Lots of good sword fighting, too, in La Reine Margot, which pleased many women with its line-up of well-muscled, long-haired Frenchmen all hacking divots off each other. The sexiest moment though was Daniel Auteuil and Isabelle Adjani shoved up against a wall. They may have been fully clothed, but what urgency! Of the other French films, Leon gave us a new sex symbol. Jean Reno looks like France's answer to Robert Mitchum. He has the same huge body, the same rolling walk, the same husky voice and the same natural gravitas. If I were Fanny Ardant, I would go for him. In fact, she does go for him in the forthcoming Antonioni film, Beyond the Clouds, and mighty touching they are together.

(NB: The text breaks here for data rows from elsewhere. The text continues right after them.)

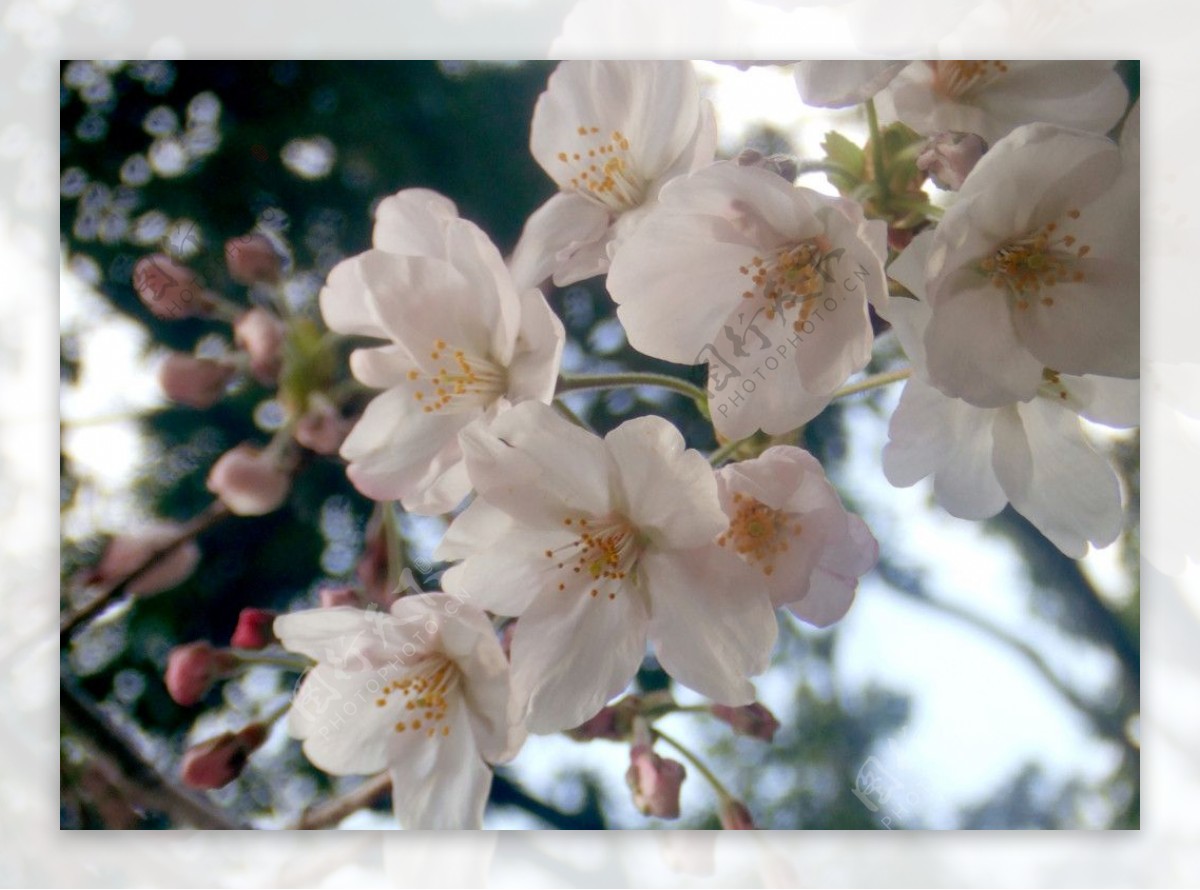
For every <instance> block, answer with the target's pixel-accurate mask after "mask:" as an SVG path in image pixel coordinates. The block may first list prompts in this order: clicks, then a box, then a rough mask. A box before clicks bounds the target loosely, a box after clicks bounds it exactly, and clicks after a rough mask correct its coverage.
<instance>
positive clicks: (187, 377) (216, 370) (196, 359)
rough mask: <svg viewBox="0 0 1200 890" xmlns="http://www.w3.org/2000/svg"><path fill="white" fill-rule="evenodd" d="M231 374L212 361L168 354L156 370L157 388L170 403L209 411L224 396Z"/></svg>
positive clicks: (213, 359) (223, 367) (181, 355)
mask: <svg viewBox="0 0 1200 890" xmlns="http://www.w3.org/2000/svg"><path fill="white" fill-rule="evenodd" d="M235 371H236V369H235V368H234V367H233V366H232V365H227V363H226V362H223V361H217V360H216V359H198V357H196V356H194V355H187V354H186V353H172V354H170V355H168V356H167V359H166V360H164V361H163V363H162V365H160V366H158V385H160V386H162V391H163V393H164V395H166V396H167V398H169V399H170V401H172V402H178V403H179V404H185V405H187V407H188V408H211V407H212V405H214V404H216V403H217V401H218V399H220V398H221V397H222V396H223V395H224V390H226V385H227V384H228V383H229V378H232V377H233V375H234V373H235Z"/></svg>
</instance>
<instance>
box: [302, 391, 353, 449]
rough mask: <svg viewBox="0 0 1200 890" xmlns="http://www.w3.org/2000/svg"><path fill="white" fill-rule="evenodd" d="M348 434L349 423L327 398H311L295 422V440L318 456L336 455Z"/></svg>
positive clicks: (348, 432) (328, 399)
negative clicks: (305, 407) (305, 409)
mask: <svg viewBox="0 0 1200 890" xmlns="http://www.w3.org/2000/svg"><path fill="white" fill-rule="evenodd" d="M349 433H350V422H349V421H348V420H346V417H343V416H342V413H341V411H338V410H337V407H336V405H334V403H332V402H330V401H329V399H328V398H322V397H320V396H313V397H312V398H311V399H310V403H308V410H307V411H305V413H304V415H302V416H301V417H300V420H299V421H298V422H296V428H295V433H293V435H295V440H296V441H298V443H299V444H300V445H302V446H304V447H306V449H308V450H310V451H316V452H317V453H318V455H336V453H337V450H338V449H340V447H342V443H343V441H344V440H346V437H347V435H349Z"/></svg>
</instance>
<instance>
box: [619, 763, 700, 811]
mask: <svg viewBox="0 0 1200 890" xmlns="http://www.w3.org/2000/svg"><path fill="white" fill-rule="evenodd" d="M629 759H630V764H629V771H628V772H625V782H626V783H628V784H629V789H630V790H631V792H632V793H634V806H636V807H637V808H638V811H640V812H641V813H642V814H643V816H656V817H659V818H660V819H678V818H679V788H680V786H683V780H684V778H686V776H688V770H685V769H684V766H683V764H682V763H679V762H678V760H671V759H667V758H665V757H659V756H658V754H656V753H654V751H652V750H650V748H649V747H648V746H646V745H634V747H632V748H630V752H629Z"/></svg>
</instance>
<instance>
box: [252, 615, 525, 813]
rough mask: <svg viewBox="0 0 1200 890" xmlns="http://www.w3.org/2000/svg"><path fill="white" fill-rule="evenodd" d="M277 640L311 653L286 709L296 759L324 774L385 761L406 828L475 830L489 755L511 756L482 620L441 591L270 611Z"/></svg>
mask: <svg viewBox="0 0 1200 890" xmlns="http://www.w3.org/2000/svg"><path fill="white" fill-rule="evenodd" d="M275 632H276V635H277V636H278V637H280V639H281V642H282V643H283V645H284V647H286V648H287V649H288V650H290V651H294V653H299V654H301V655H306V656H308V657H310V659H313V660H314V661H316V662H317V665H316V667H313V668H312V669H311V670H308V672H307V673H306V674H305V678H304V680H302V682H301V685H300V688H299V691H298V693H296V698H295V702H294V704H293V706H292V710H290V711H289V715H288V732H289V733H290V734H292V735H293V736H294V738H296V739H301V740H302V741H304V752H305V756H306V757H307V758H308V759H310V760H311V762H312V763H313V765H316V766H317V768H319V769H322V770H324V771H325V772H331V774H334V775H340V776H344V775H360V774H362V775H368V774H373V772H380V771H383V770H389V771H390V772H391V776H392V801H394V806H395V811H396V818H397V819H398V822H400V824H401V826H402V828H406V829H422V830H424V829H427V830H434V829H478V828H480V826H481V823H482V818H484V807H485V805H486V802H487V795H488V789H490V788H491V784H492V771H491V769H490V768H488V764H490V763H499V762H504V760H508V759H510V758H512V757H514V756H515V754H516V752H517V750H518V748H520V746H521V742H522V741H523V730H522V729H521V728H520V727H515V726H511V724H510V723H509V721H508V711H509V706H510V700H509V698H510V685H509V665H508V660H506V659H505V657H504V653H503V651H502V650H500V644H499V642H498V641H497V638H496V633H494V631H493V630H492V624H491V621H488V619H487V617H486V615H485V614H484V613H482V612H480V611H479V609H476V608H474V607H473V606H470V605H468V603H464V602H461V601H460V600H456V599H454V597H450V596H445V595H442V594H427V595H412V596H406V597H402V599H400V600H397V601H396V603H395V605H394V606H392V607H391V612H390V613H388V612H366V611H362V609H356V608H350V607H344V606H343V607H337V608H328V609H311V611H307V612H294V613H290V614H286V615H280V617H278V618H277V619H275Z"/></svg>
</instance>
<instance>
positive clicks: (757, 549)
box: [716, 492, 803, 575]
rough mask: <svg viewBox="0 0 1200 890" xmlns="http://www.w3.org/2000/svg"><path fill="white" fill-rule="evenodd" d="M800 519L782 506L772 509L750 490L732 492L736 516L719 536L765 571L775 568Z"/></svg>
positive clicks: (772, 569)
mask: <svg viewBox="0 0 1200 890" xmlns="http://www.w3.org/2000/svg"><path fill="white" fill-rule="evenodd" d="M802 530H803V527H802V525H800V523H799V522H798V521H796V519H793V518H792V517H791V516H788V515H787V513H785V512H784V511H782V510H772V509H770V507H769V506H767V505H766V504H763V503H762V501H760V500H756V499H755V498H751V497H750V495H749V494H742V492H734V493H733V518H731V519H730V528H728V531H726V533H725V534H724V535H721V536H720V537H718V539H716V543H718V545H720V546H721V547H730V546H732V547H733V551H734V552H736V553H737V554H738V555H739V557H742V559H744V560H745V561H746V563H749V564H750V565H754V566H758V567H760V569H761V570H762V573H763V575H772V573H773V572H774V571H775V558H776V557H778V555H779V554H780V553H786V552H787V547H788V539H791V537H794V536H796V535H799V534H800V531H802Z"/></svg>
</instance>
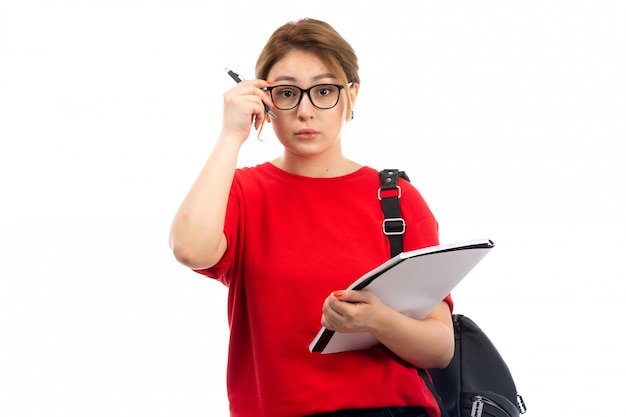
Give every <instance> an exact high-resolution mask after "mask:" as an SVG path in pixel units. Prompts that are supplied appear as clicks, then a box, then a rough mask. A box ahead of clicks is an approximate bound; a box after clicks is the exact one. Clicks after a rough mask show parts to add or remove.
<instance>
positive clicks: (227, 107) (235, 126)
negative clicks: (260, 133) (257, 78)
mask: <svg viewBox="0 0 626 417" xmlns="http://www.w3.org/2000/svg"><path fill="white" fill-rule="evenodd" d="M270 85H271V83H269V82H267V81H264V80H246V81H242V82H240V83H238V84H237V85H235V86H234V87H233V88H232V89H231V90H229V91H227V92H226V93H224V122H223V123H224V126H223V128H224V129H225V130H227V131H230V132H238V135H241V136H243V137H247V136H248V134H249V132H250V129H251V127H252V126H254V127H255V129H257V130H258V129H259V128H260V126H261V124H262V122H263V120H264V118H265V105H268V106H270V107H274V105H273V103H272V101H271V98H270V95H269V92H268V91H266V90H263V88H266V87H268V86H270Z"/></svg>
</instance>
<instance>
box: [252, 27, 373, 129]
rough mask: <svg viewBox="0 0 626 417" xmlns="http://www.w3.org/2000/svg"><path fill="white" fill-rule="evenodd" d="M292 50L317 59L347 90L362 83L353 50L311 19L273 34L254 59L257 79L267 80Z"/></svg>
mask: <svg viewBox="0 0 626 417" xmlns="http://www.w3.org/2000/svg"><path fill="white" fill-rule="evenodd" d="M294 50H298V51H304V52H310V53H312V54H314V55H316V56H317V57H319V58H320V59H321V60H322V61H323V62H324V63H325V64H326V65H328V67H329V68H330V70H331V71H332V72H333V74H335V75H336V76H337V78H338V79H339V81H340V83H341V84H342V85H343V86H344V87H345V88H346V89H347V88H348V87H349V84H350V83H356V84H360V83H361V79H360V78H359V65H358V58H357V56H356V53H355V52H354V49H352V46H351V45H350V44H349V43H348V42H347V41H346V40H345V39H344V38H343V37H342V36H341V35H340V34H339V33H338V32H337V31H336V30H335V29H334V28H333V27H332V26H331V25H329V24H328V23H326V22H323V21H321V20H317V19H310V18H306V19H300V20H297V21H293V22H288V23H286V24H284V25H283V26H281V27H279V28H278V29H276V30H275V31H274V33H273V34H272V35H271V36H270V38H269V39H268V41H267V43H266V44H265V47H264V48H263V50H262V51H261V54H260V55H259V58H258V59H257V63H256V78H258V79H262V80H265V79H267V76H268V74H269V72H270V70H271V69H272V67H273V66H274V64H276V62H278V61H280V60H281V59H282V58H283V57H285V55H287V54H288V53H289V52H291V51H294ZM346 91H347V90H346ZM347 97H348V106H347V111H346V118H347V119H350V118H351V115H352V107H353V103H352V98H351V96H350V94H347Z"/></svg>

Taken all in all, the sexiest events of the filmic year all came from strong women in touching moments. The first time Meryl touches Clint in The Bridges of Madison County is when she straightens his collar from behind, much as she must have done a thousand times before with her husband and son.

Also very touching was Johnny Depp in two different films. As Ed Wood, he played the Z-grade, poverty-row film director, who was also a man who claimed to have stormed the beaches at Iwo Jima wearing a full set of women's underwear beneath his combat gear. His first marriage cracks under that strain, but when he explains his desires to Patricia Arquette she calmly removes her angora sweater for him to try on. A kind moment in a lovely film.

Depp also played the title role in Don Juan De Marco, a man who, far from being mad, knew just how to woo the cotton socks off any women who crossed his path. "You have brought my manhood alive and made it sing," he says to one girl, and gets the fascinated reply: "It sings?" He also inspires his shrink, Marlon Brando (in his best role in years), to regain the passion he once had for his wife, Faye Dunaway. "What happened to the celestial fires," he asks her, "that used to light our way?" Try it out , it's a good line.

The two Depp films get my vote for sexiest moments of the year, although Kristin Scott Thomas gets a special award for being the sexiest Englishwoman. As Angels and Insects showed, she has intelligence, strength and, that most civilised quality, a sense of irony. The fact that Hugh Grant didn't marry her in Four Weddings and a Funeral should be a punishable offence.

Is there finally any one over-arching pattern to all of this? Not really, except to note that, even if women are getting stronger, there is less sex, and indeed less violence, in the movies compared to the Seventies, in spite of what the moral crusaders would have you believe. In more general terms, the US independent scene is by far the healthiest at the moment, with films such as Clerks, Crumb, Amateur and The Brothers McMullen proving that all you need to make a movie is a good script, a bunch of friends, a garage, a credit card and a passion. I wish someone would tell the British that. Then they would not need to head down Sunset Boulevard in search of satisfaction.